At the Albertsons nearby, Patricia Carrera had folded up her large, shiny, blue pushcart and propped it inside her grocery store cart as she started shopping. Her sister, who lives in Orange County, gave it to her after the tires on a smaller one she’d been using fell off.
This one was harder to use, Carrera said.
“It’s very big. For Albertsons it’s fine, but when I go to smaller stores around here, I can’t get through the aisles,” she said. At Albertsons she doesn’t use it until she leaves the store, because during check-out it’s easier to pull her groceries out of the store’s cart than hers, which is lower to the ground.
Carrera uses hers more sparingly, only when her husband can’t drive her to run errands. “That’s why it still looks nice and new, even though I’ve had it for more than a year,” she said. She doesn’t have to use it as often as an older friend of hers does. He uses his, Carrera said, to pull around his oxygen tank. The wire pushcart is a less expensive alternative to the fancy carts designed specifically for the tanks.
“I just use mine for groceries,” Carrera said. “When you walk, the weight of the milk is difficult.”

In another part of the store, Josie Turner placed a floral arrangement into her wire pushcart.

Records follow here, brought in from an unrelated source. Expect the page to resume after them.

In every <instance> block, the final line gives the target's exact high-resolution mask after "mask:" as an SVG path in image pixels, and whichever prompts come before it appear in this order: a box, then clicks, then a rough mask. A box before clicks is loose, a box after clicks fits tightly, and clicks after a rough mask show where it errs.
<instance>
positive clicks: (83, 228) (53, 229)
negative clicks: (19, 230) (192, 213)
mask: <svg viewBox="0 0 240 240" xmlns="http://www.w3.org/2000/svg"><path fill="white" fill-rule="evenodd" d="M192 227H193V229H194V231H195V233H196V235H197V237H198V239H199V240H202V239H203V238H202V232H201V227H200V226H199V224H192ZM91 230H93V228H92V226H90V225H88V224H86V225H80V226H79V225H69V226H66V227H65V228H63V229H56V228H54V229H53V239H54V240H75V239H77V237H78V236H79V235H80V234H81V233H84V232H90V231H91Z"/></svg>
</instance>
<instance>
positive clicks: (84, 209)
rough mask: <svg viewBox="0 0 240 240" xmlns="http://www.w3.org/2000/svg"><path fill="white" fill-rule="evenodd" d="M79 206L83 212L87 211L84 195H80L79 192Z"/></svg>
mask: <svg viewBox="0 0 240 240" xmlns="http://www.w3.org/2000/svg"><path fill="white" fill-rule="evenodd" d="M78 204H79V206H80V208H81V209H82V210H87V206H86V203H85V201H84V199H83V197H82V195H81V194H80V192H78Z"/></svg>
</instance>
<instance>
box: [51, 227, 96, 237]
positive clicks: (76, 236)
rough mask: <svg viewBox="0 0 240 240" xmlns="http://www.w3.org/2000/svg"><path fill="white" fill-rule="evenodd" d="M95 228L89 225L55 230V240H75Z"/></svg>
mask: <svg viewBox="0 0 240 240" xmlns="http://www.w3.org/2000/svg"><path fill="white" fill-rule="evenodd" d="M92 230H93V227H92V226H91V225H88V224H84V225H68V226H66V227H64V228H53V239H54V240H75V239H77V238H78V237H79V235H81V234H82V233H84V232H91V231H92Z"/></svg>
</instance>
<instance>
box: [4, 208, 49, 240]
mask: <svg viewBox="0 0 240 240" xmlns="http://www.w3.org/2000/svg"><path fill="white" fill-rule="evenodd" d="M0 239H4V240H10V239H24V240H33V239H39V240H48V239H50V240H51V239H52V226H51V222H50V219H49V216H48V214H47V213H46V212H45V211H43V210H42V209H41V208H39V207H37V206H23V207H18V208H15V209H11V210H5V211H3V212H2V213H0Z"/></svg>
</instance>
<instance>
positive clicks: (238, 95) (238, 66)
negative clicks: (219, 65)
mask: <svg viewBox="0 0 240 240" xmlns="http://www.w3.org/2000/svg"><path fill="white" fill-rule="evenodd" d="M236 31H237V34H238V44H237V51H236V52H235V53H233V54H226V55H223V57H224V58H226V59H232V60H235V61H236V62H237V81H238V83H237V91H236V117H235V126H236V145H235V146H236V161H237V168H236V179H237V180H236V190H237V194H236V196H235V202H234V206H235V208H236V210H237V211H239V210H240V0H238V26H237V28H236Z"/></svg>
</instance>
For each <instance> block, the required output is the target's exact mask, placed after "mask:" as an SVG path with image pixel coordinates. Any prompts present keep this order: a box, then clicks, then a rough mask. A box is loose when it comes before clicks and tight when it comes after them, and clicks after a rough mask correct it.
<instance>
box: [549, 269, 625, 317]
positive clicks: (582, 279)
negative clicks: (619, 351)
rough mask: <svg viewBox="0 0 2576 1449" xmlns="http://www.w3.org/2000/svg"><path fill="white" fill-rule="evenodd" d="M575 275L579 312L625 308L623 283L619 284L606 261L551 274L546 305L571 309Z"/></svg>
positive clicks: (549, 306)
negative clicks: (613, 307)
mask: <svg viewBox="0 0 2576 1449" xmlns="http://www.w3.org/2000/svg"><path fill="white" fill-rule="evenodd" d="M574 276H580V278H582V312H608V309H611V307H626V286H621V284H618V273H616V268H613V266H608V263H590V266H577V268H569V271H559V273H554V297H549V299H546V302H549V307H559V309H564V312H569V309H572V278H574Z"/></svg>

Back out on University Avenue, 78-year-old Sara Nuñez rested at a bus stop. She had taken her pushcart out for a walk. It was in bad shape. Cardboard covered gaps on the side where the wire caging had fallen off. She had used copper wire to reattach the wheels, which had fallen off. This was a replacement pushcart.
“I lost my other one,” she said.

Two months ago, she was standing in line at a food distribution on El Cajon Boulevard. As she waited for her ration of produce, she fainted. An ambulance picked her up and drove her to the hospital, but the paramedics left her pushcart behind. When she got out of the hospital, she went back to look for it. She looked to see if someone had set it in one of the local shops. She looked in dumpsters.
It was gone.
Three weeks ago, a friend told her she had an extra one, but that it was old. She took it.
Today, she wasn’t running errands. She was just going for a walk. She uses the pushcart like a walker to ease the tension on her back, which is stiff from decades of work picking fruit and in hotels.
“It makes me sturdy,” she said. She had placed bags of rocks on the bottom to stabilize it. It helps her get around, she said, since she went blind in one eye.
“I have to get around,” Nuñez said. “I have to walk. Otherwise I can’t live.”